Let's say I have the following example DataFrame
from pandas import Series, DataFrame
df = DataFrame({'A':['1', '<2', '3']})
I would like to convert the column A from string to integer. In the case of '<2', I'd like to simply take off '<' sign and put 1 (the closest integer less than 2) in the second row. What's the most efficient way to do that? This is just a example. The actual data that I'm working on has hundreds of thousands of rows.
Thanks for your help in advance.
You could use Series.apply:
import pandas as pd
df = pd.DataFrame({'A':['1', '<2', '3']})
df['A'] = df['A'].apply(lambda x: int(x[1:])-1 if x.startswith('<') else int(x))
print(df.dtypes)
# A int64
# dtype: object
yields
print(df)
A
0 1
1 1
2 3
[3 rows x 1 columns]
You can use applymap on the DataFrame and remove the "<" character if it appears in the string:
df.applymap(lambda x: x.replace('<',''))
Here is the output:
A
0 1
1 2
2 3
Here are two other ways of doing this which may be helpful on the go-forward!
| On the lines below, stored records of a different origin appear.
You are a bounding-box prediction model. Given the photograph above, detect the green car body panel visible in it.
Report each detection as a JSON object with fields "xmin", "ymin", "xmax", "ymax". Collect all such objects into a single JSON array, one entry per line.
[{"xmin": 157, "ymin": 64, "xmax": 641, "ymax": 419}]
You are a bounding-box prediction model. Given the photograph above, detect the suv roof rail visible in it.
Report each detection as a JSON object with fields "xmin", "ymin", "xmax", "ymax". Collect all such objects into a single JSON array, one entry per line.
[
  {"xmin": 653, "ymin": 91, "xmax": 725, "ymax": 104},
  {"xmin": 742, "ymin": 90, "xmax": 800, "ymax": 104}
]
from pandas import Series, DataFrame
df = DataFrame({'A':['1', '<2', '3']})
Outputs
df.A.str.strip('<').astype(int)
Out[1]:
0 1
1 2
2 3
And this way would be helpful if you were trying to remove a character in the middle of your number (e.g. if you had a comma or something).
df = DataFrame({'A':['1', '1,002', '3']})
df.A.str.replace(',', '').astype(int)
Outputs
Out[11]:
0 1
1 1002
2 3
Name: A, dtype: int64
>>> import re
>>> df.applymap(lambda x: int(re.sub(r'[^0-9.]', '', x)))
A
0 1
1 2
2 3